Sepanjang Semester I 2026, layanan kereta api mencatat antusiasme masyarakat yang terus meningkat. Sebanyak 258,9 juta pelanggan menggunakan layanan KAI Group, dengan sekitar 90,79 persen di antaranya berasal dari layanan yang mendapatkan dukungan PSO, KA Perintis, maupun penugasan pemerintah.
Layanan tersebut mencakup berbagai moda transportasi berbasis rel, mulai dari kereta api jarak jauh dan lokal, KAI Commuter, LRT Jabodebek, layanan kereta bandara tertentu, LRT Sumatra Selatan, hingga KA Makassar–Parepare. Kehadiran layanan ini memberikan lebih banyak pilihan perjalanan yang sesuai dengan kebutuhan masyarakat.
Vice President Corporate Communication KAI, Anne Purba, mengatakan bahwa dukungan pemerintah menjadi faktor penting dalam menjaga tarif perjalanan tetap terjangkau sekaligus memperluas akses transportasi berbasis rel di berbagai daerah.
"PSO membantu menjaga tarif perjalanan tetap terjangkau, sementara KA Perintis membuka akses transportasi bagi masyarakat di wilayah yang masih membutuhkan dukungan pemerintah. Dengan begitu, masyarakat memiliki lebih banyak pilihan perjalanan yang sesuai dengan kebutuhannya," ujar Anne.
Tak hanya mendukung mobilitas harian, layanan PSO juga berperan penting dalam aktivitas masyarakat, mulai dari bekerja, bersekolah, berdagang, hingga mengakses layanan kesehatan dan pendidikan di berbagai kota.
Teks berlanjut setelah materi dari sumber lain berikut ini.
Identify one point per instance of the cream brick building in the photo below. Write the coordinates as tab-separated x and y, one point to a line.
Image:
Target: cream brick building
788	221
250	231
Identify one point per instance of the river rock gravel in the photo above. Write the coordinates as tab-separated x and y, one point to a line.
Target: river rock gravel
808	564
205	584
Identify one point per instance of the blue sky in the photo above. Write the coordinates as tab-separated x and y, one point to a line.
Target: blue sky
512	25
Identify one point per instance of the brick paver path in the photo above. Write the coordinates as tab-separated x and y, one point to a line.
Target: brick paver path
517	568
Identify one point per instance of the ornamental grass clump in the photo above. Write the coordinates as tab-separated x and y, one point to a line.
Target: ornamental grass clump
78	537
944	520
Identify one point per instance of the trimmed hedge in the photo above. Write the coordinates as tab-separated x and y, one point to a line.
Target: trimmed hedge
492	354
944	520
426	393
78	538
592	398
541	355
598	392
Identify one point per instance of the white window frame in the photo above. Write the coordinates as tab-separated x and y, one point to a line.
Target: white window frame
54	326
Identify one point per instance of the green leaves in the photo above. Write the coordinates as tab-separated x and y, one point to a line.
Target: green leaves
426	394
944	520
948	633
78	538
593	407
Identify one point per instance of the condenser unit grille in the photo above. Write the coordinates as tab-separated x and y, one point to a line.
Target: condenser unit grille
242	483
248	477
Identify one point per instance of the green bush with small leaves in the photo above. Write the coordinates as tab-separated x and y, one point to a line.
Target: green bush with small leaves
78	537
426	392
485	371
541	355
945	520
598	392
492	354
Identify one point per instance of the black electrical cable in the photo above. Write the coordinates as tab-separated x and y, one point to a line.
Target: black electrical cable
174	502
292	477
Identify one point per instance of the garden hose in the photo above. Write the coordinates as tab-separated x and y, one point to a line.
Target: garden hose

Selama Januari hingga Juni 2026, layanan KA PSO melayani lebih dari 9,5 juta pelanggan, meningkat dibandingkan periode yang sama tahun sebelumnya. Sementara itu, KAI Commuter mencatat lebih dari 204 juta pelanggan, sedangkan LRT Jabodebek melayani lebih dari 16 juta pelanggan, menunjukkan semakin tingginya minat masyarakat terhadap transportasi publik berbasis rel.
Layanan kereta bandara juga terus menjadi pilihan masyarakat untuk menuju bandara dengan lebih praktis dan nyaman. Pada periode yang sama, layanan kereta bandara berbasis PSO melayani lebih dari 3 juta pelanggan, sementara layanan KA Perintis di Sumatra Selatan dan Sulawesi Selatan melayani sekitar 2,3 juta pelanggan.
Menurut Anne, tingginya jumlah pengguna menjadi bukti bahwa transportasi publik berbasis rel semakin dibutuhkan masyarakat. Dukungan pemerintah bersama kolaborasi berbagai pihak akan terus menjadi kunci dalam menghadirkan layanan yang aman, nyaman, andal, sekaligus terjangkau bagi seluruh masyarakat Indonesia.
Dengan terus berkembangnya layanan PSO dan KA Perintis, masyarakat kini memiliki lebih banyak pilihan transportasi yang tidak hanya efisien, tetapi juga mendukung aktivitas sehari-hari serta pertumbuhan ekonomi di berbagai daerah.